Abstract: FR-PO214

Diffusion-Weighted Magnetic Resonance Imaging (DWI) Correlates with the Response to Renal Revascularization in Patients with Atherosclerotic Renovascular Disease (ARVD)

Session Information

Category: Hypertension

  • 1104 Hypertension: Clinical and Translational - Salt and Hypertension


  • Hedayat, Ahmad Fahim, Mayo Clinic, Rochester, Minnesota, United States
  • Eirin, Alfonso, Mayo Clinic, Rochester, Minnesota, United States
  • Ferguson, Christopher M., Mayo Clinic, Rochester, Minnesota, United States
  • Glockner, James, Mayo Clinic, Rochester, Minnesota, United States
  • Textor, Stephen C., Mayo Clinic, Rochester, Minnesota, United States
  • Lerman, Lilach O., Mayo Clinic, Rochester, Minnesota, United States

Selecting patients with ARVD likely to improve glomerular filtration rate (GFR) after percutaneous transluminal renal angioplasty (PTRA) is challenging. DWI is an experimental tool to assess tissue morphology based on water molecule motion, and its index apparent diffusion coefficient (ADC) falls in damaged kidneys. We hypothesized that low basal ADC values would identify stenotic kidneys with subsequent diminished functional recovery after PTRA.


ADC was measured on 3T MRI in 20 patients with hemodynamically significant ARVD before and 3 months after standardized medical therapy (renin-angiotensin system inhibition) with or without PTRA. During protocol studies patients consumed a constant sodium intake, and eGFR was measured by CKD-EPI. Baseline ADC values were correlated with the change in eGFR after PTRA (delta eGFR).
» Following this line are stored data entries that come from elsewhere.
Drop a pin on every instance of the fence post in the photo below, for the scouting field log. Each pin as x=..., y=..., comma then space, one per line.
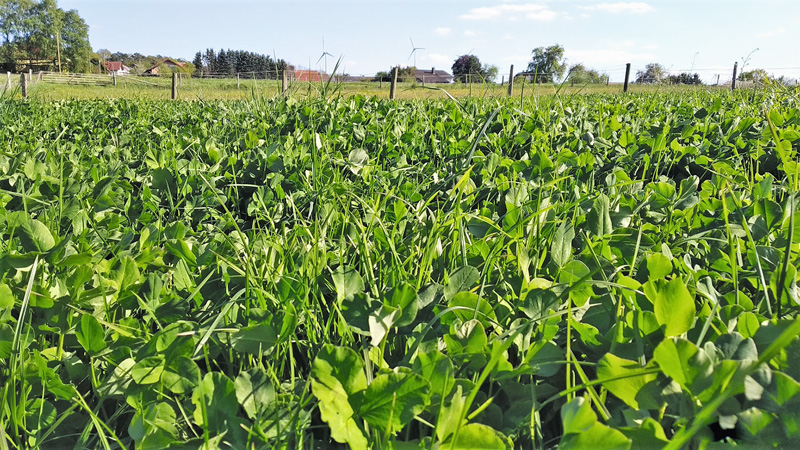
x=511, y=81
x=627, y=77
x=393, y=88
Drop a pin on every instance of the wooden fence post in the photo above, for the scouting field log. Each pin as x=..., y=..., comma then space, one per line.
x=393, y=88
x=627, y=77
x=511, y=81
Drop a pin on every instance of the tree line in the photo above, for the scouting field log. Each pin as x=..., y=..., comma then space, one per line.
x=39, y=35
x=230, y=62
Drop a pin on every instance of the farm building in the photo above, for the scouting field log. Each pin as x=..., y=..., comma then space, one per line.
x=171, y=63
x=310, y=75
x=117, y=68
x=433, y=76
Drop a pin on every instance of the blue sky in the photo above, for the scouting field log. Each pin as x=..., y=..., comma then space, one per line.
x=705, y=36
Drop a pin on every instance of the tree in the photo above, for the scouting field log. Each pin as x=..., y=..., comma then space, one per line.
x=75, y=48
x=198, y=62
x=468, y=69
x=579, y=74
x=652, y=73
x=685, y=78
x=35, y=32
x=757, y=75
x=489, y=72
x=547, y=64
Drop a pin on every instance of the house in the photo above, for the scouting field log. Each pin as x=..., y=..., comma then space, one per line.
x=310, y=76
x=171, y=63
x=117, y=68
x=433, y=76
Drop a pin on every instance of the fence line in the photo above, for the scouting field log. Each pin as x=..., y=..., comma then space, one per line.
x=716, y=76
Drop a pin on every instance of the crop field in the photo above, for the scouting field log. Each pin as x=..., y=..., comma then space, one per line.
x=155, y=88
x=572, y=271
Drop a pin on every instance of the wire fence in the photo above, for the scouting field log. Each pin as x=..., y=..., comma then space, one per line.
x=709, y=76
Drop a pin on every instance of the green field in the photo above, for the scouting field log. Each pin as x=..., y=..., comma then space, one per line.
x=341, y=271
x=155, y=88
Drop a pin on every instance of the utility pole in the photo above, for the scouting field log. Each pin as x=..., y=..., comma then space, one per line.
x=58, y=50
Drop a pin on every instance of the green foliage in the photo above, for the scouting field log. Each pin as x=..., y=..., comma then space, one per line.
x=32, y=29
x=587, y=271
x=547, y=64
x=652, y=73
x=579, y=74
x=468, y=69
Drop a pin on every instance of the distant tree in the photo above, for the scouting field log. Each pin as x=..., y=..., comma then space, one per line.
x=223, y=64
x=198, y=62
x=685, y=78
x=547, y=63
x=489, y=72
x=74, y=39
x=757, y=75
x=579, y=74
x=467, y=68
x=652, y=73
x=31, y=29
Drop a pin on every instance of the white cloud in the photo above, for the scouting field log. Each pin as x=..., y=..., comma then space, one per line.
x=771, y=33
x=511, y=11
x=608, y=58
x=622, y=7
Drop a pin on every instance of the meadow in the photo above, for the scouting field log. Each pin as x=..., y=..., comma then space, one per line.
x=193, y=89
x=597, y=271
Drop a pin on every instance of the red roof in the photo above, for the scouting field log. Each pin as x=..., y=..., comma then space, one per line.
x=114, y=66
Baseline eGFR and ADC values were similar between groups (p>0.05). ADC values increased In patients 3 months after PTRA, and correlated directly with delta GFR, but remained unchanged in patients treated with medical therapy (MT) alone.


Low basal ADC value may serve as biomarker of kidney injury and predict benefit from revascularization in ARVD. This noninvasive imaging technique may be useful for identification of patients likely to improve renal function after revascularization.